Moving our family from London to Devon came with a mixed bag of emotions and those of mine that surrounded our daughter were predominated by guilt. Guilt that I was taking our wonderful girl away from the happy, nourishing life that she thrived in. She has a dear friend, whose friendship left myself and the child’s mother, in wonder and amazement every day. They’d known each other from birth and over the years gravitated towards other in magnificent ways. The love and maturity, for young folk, they demonstrated towards each other was incredible to witness. Rarely did her mother and I need to intervene if disagreements arose for the grace and respect that my daughter and her friend had for each other came with great ease. As well as the love, fondness and deep care.

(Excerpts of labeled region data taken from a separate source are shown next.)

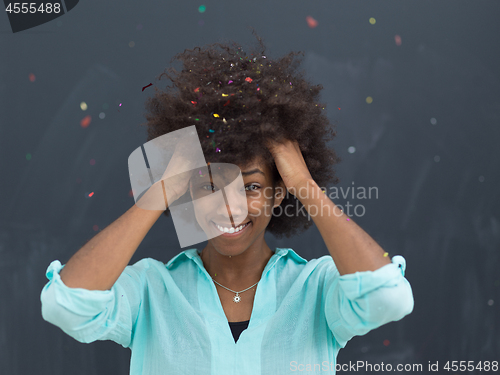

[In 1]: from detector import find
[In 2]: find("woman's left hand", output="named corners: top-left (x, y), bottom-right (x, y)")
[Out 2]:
top-left (266, 139), bottom-right (312, 194)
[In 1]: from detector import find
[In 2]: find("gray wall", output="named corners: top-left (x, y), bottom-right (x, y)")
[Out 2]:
top-left (0, 0), bottom-right (500, 375)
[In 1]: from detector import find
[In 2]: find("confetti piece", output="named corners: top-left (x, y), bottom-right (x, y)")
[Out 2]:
top-left (306, 16), bottom-right (318, 29)
top-left (80, 115), bottom-right (92, 128)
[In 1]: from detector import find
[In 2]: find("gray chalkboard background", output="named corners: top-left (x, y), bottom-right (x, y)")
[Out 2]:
top-left (0, 0), bottom-right (500, 375)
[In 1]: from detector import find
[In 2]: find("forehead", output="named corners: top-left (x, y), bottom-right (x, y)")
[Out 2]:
top-left (238, 157), bottom-right (269, 177)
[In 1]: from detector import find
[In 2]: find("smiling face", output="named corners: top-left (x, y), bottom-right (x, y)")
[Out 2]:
top-left (190, 155), bottom-right (284, 255)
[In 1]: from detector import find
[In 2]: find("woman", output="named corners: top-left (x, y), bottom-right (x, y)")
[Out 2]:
top-left (41, 33), bottom-right (413, 375)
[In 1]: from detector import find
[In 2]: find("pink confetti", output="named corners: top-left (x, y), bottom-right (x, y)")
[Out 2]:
top-left (306, 16), bottom-right (318, 29)
top-left (80, 115), bottom-right (92, 128)
top-left (394, 35), bottom-right (401, 47)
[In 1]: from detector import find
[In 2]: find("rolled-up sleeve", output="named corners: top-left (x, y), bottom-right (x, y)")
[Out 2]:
top-left (40, 260), bottom-right (148, 348)
top-left (323, 255), bottom-right (414, 348)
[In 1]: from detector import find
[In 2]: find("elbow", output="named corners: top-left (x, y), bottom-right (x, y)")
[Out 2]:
top-left (375, 278), bottom-right (415, 323)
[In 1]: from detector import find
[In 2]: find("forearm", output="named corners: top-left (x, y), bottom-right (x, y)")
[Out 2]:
top-left (295, 180), bottom-right (391, 275)
top-left (60, 204), bottom-right (163, 290)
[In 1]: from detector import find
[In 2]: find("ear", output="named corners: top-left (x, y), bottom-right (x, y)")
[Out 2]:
top-left (273, 180), bottom-right (287, 208)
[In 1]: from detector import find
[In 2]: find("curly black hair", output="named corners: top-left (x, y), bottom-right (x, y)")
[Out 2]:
top-left (141, 30), bottom-right (341, 238)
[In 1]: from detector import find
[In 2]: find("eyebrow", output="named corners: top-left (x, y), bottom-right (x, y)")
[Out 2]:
top-left (241, 168), bottom-right (266, 177)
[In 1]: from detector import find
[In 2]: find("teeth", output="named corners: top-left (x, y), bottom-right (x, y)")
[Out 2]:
top-left (215, 224), bottom-right (246, 233)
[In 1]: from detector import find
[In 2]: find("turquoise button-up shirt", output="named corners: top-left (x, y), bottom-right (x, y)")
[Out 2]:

They went to the same playgroup each day. We walked there every morning, her mother and I with the girls, after dropping their elder siblings at school. Play dates were many. As were the friendships beyond their union. The playgroup, to which my daughter had been to every day since birth whilst her brother attended there also, had a small circle of girls that absolutely adored each other. The staff were full of warmth and affection towards each one of them. And, on Tuesday afternoons, most of the girls went to ballet together where their hearts danced and twirled, smiles beaming like Cheshire Cats with each class. Effortless in formation, it was as if an advertisement for the idyllic life of a three-year old.
These days were rich and abundant and full of joy, even on the tricky ones, and my guilt lay with all that I was taking her away from.
Herself and her beautiful friend would have gone to the same school together, had we stayed. I saw ahead of them a friendship that would have grown in depth and holding and I felt terrible pulling them apart. I saw too the friendship that I had cherished at primary school, that stopped when I went to secondary and the one I came to realise, in all of this, I still had to grieve.
In ways, it would have been easier to stay.
In ways, I would have preferred not to disrupt this magical connection. I would have preferred to see it flower into the future knowing what it gave and stood to proffer years to come.
But I chose us as a family over our daughter’s immediate and potential needs. I chose us as a unit and I knew staying wouldn’t have enabled me to grow in the ways in which I have needed to deeply within. For years, I have wanted to find and create a playground in which we can all blossom and have known, in my heart, London isn’t that place.
I sensed, of all of us, the wrench for her would possibly be the most difficult. Resilience she has yes, but too a tender heart that I knew would mourn her loss. I was prepared for this before we left. Yet I wasn’t prepared for how painful saying goodbye to my own circle of friends, her friend’s mother included, would be for me. So as she began to meltdown and wail and refuse to get dressed in the morning, get out of the front door, get out of the car, scream she wanted to GO BACK to London, my own fragility was triggered. I had wanted to hold the ground for her as her known world collapsed, but I hadn’t anticipated that my own ground would prove so unstable in the first few weeks. Her and I were a clash waiting to happen as we landed here in Devon on bumpy, turbulent ground.
With time, I am slowly starting to find my feet. As is she. And the arms I wanted to allow for her, in times of overwhelmed confusion, are growing stronger and firmer whilst she melts. And in this week, in those moments when life feels just too much for her, I’ve been able to sink to my knees and open my wings and heart to her vulnerability. I have enclosed her towards my chest and held the space for her to weep all the tears she’s been asking to.
And, in watching her this week, both in her buoyancy and in her disquiet, I have seen her striking, boundless growth. I have seen our darling girl, away from everything she held close, discovering new loves in her life. She connects to our son with new form, with a new freshness and warmth that is wonderful to see. She talks of new folk at pre-school whom she is finding her way with. And she talks of all the things that she is learning with such a gleeful passion in her tone. And. She talks and talks and, in these days, rarely stops. She has SO much to tell.
In this week, I have remembered to re-frame. I have remembered to set aside my thoughts and expectations for this incredible metre high stealthy soul and see life through her glorious eyes. And I have remembered how much growth comes from our ability to fall apart. When known and unknown interior worlds collide. When tantrums are re-considered and understood with the wisdom from our hearts. And loving ears and eyes.
Spectacular change can occur within our beloved metre-rules over the landscape of a day when embraced in this way. Mountains will be effortlessly conquered and galaxies splendidly climbed every time we surrender to their inner-turbulence. Our job is to remember to meet them on the ground as they crumble. Holding this space, in the seeming disorganisation, re-assemblence comes with our patience, enabling them to emerge new. Growing a little taller, wiser and gobsmackingly more bolder each time.